Kadisha Brown-Burrell, the sister of Kingsley Burrell, spoke to Socialist Worker about the recent court case which saw three cops found inncocent of perjury charges in relation to evidence they gave to an inquest into Kingsley’s death. 

“We’ve been told the officers have been reinstated on restricted duties,” she said. “It’s like nothing ever happened. Twenty witnesses gave evidence to the inquest, the majority said they saw a covering on Kingsley’s head. The police said they saw nothing.”


The march came as people fighting for justice wait for the publication of a home office review into deaths in police custody. The review, commissioned by Theresa May in 2015 when she was home secretary, was supposed to be published earlier this year. 

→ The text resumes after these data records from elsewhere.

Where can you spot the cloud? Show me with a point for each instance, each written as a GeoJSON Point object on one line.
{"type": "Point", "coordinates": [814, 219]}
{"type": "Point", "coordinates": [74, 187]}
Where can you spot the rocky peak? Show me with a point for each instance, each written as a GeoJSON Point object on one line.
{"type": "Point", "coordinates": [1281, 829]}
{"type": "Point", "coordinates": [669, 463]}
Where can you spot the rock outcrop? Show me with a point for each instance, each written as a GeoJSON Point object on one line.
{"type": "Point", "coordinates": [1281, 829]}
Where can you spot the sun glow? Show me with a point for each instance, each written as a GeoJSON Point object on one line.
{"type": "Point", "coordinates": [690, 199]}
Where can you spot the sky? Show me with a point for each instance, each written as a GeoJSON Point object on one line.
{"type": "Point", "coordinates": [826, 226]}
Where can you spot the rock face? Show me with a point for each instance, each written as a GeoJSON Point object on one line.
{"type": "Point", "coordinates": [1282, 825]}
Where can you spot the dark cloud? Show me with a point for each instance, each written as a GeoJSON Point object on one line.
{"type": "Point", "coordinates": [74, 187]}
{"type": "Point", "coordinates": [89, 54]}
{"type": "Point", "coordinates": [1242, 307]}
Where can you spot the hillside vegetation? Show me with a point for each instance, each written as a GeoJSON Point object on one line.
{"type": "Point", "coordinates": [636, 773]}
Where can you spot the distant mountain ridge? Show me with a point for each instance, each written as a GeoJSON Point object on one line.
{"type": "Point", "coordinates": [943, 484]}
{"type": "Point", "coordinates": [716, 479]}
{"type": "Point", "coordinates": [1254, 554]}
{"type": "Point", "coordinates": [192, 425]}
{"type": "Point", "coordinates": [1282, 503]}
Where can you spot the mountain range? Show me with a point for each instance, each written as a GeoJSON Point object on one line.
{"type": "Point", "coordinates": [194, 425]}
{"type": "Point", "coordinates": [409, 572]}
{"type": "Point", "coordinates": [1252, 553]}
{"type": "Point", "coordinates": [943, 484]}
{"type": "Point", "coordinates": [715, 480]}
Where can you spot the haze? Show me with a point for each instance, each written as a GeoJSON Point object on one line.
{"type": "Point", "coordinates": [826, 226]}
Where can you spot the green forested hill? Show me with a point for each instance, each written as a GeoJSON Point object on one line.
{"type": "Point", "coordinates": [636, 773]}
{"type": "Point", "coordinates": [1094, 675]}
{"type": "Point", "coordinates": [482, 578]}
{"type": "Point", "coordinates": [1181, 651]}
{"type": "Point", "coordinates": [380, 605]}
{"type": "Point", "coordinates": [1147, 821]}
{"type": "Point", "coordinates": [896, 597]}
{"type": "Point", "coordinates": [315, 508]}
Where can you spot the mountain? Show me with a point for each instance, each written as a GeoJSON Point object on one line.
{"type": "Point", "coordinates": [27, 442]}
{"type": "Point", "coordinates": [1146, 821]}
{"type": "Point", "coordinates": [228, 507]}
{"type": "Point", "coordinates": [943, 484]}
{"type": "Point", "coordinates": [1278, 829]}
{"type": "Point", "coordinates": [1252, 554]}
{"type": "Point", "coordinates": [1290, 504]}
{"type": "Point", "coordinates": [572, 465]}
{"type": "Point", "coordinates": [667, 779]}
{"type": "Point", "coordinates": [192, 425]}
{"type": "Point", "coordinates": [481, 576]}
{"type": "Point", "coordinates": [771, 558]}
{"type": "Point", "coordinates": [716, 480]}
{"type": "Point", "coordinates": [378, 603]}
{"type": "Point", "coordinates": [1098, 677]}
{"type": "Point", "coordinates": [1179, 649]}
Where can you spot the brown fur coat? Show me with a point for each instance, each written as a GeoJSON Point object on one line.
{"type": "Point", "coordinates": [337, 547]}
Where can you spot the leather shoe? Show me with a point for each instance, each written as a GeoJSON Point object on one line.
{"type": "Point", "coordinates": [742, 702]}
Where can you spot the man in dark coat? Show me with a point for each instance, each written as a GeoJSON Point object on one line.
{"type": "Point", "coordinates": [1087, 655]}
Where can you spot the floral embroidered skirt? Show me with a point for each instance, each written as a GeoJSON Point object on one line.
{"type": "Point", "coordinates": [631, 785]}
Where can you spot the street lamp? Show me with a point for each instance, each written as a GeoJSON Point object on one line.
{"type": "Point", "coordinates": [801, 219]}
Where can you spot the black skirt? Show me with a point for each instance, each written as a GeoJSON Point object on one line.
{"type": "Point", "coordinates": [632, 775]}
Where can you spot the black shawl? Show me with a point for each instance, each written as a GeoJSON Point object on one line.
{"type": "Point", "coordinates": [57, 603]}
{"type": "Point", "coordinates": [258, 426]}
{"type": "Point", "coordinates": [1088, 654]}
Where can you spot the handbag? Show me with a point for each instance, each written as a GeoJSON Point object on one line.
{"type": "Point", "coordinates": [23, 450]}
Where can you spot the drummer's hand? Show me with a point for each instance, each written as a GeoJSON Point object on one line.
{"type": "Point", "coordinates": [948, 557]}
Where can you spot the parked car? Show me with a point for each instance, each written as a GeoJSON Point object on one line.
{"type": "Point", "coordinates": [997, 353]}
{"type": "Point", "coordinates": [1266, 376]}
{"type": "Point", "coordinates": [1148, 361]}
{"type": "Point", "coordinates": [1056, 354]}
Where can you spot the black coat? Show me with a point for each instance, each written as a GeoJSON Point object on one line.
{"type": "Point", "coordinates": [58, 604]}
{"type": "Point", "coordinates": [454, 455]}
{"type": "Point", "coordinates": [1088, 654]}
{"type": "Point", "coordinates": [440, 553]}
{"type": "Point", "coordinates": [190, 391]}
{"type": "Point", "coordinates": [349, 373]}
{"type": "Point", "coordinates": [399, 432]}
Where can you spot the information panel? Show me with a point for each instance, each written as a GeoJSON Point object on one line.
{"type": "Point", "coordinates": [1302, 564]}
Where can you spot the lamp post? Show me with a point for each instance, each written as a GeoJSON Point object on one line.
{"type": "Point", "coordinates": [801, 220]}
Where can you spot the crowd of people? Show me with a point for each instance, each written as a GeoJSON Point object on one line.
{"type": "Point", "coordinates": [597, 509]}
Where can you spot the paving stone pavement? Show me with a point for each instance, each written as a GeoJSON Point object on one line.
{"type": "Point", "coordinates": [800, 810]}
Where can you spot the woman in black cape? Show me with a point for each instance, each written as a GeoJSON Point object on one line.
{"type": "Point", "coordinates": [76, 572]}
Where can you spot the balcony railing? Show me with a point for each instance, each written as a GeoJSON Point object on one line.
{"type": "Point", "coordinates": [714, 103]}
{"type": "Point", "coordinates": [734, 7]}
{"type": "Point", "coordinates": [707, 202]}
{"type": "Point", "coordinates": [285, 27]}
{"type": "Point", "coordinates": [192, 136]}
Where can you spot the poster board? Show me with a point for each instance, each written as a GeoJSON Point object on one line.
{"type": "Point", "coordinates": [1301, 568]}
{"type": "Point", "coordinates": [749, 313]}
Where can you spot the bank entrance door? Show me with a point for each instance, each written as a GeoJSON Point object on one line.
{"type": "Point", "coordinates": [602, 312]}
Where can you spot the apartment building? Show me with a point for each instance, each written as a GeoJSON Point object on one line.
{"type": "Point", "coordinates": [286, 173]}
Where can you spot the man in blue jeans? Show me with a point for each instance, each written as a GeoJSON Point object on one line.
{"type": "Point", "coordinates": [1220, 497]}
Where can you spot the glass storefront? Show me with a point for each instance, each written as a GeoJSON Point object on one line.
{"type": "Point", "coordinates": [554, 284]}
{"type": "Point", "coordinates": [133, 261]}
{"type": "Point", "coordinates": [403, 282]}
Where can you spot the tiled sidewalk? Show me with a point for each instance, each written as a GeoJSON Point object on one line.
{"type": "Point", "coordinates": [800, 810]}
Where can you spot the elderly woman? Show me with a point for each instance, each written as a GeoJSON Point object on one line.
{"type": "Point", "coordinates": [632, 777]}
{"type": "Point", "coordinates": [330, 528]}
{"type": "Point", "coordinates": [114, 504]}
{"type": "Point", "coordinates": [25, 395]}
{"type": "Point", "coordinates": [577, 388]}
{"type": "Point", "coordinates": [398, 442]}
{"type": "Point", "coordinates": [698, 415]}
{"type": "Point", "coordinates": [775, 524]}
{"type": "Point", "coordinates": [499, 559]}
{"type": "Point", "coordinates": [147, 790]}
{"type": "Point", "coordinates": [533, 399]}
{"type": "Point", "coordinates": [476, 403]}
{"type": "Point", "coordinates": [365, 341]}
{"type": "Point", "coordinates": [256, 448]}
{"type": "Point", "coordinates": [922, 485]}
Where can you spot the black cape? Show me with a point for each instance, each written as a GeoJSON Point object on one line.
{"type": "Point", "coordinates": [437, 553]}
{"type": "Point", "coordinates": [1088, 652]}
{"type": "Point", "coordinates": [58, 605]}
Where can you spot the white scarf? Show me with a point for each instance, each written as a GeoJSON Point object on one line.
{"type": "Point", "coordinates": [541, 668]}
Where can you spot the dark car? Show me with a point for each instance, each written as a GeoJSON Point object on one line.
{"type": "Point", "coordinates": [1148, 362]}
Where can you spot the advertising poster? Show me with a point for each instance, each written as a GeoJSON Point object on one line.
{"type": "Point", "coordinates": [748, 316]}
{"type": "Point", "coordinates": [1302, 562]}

It is set to recommend people detained mental health powers should not be held in police cells, and that there should be cameras in vans used to transport prisoners. 

Other findings are expected as well, including an admission that there “is evidence” of racial disproportionality when it comes to deaths in custody. But, said Kadisha, “They can make all the recommendations they want but unless they’re acted on it won’t mean anything.”

The march usually delivers a letter to 10 Downing Street but didn’t this year. “What’s the point?” asked one of the organisers.

The sister of Lamine Dieng who died during an arrest in France in June 2007, spoke through a translator. “My brother died in exactly the same way as Rashan Charles,” she said. “My brother is not the only one. 90 percent of the victims are young black or Arab men.

“All the families need to unite and support each other wherever the state keeps killing citizens.”

Becky Shah from the Justice for Hillsborough campaign said, “We’ve had to battle the might of the British establishment.

“It’s not just the police, it’s the IPCC… It’s the government, it’s the judiciary and the immigration detention centres.”

She also slammed the treatment of the survivors of the Grenfell Tower fire. “I never thought I would see something so similar to Hillsborough again. Ethnic minorities and working class people are being demonized and scapegoated.”

Mohammed Yaqub is the father of Yasser Yaqub, killed by the police in February of this year in a hard stop operation in Rochdale. 

“We’re running a very strong campaign but the IPCC has come up with nothing so far,” he told Socialist Worker. “We have nothing left to live for apart from the fight for justice. 

“Three shots from a rifle and he was taken from our lives. We’re never going to stop fighting.”

As more and more families join the ranks of the grieving, the need to put an end to the cops’ violence is more urgent than ever before.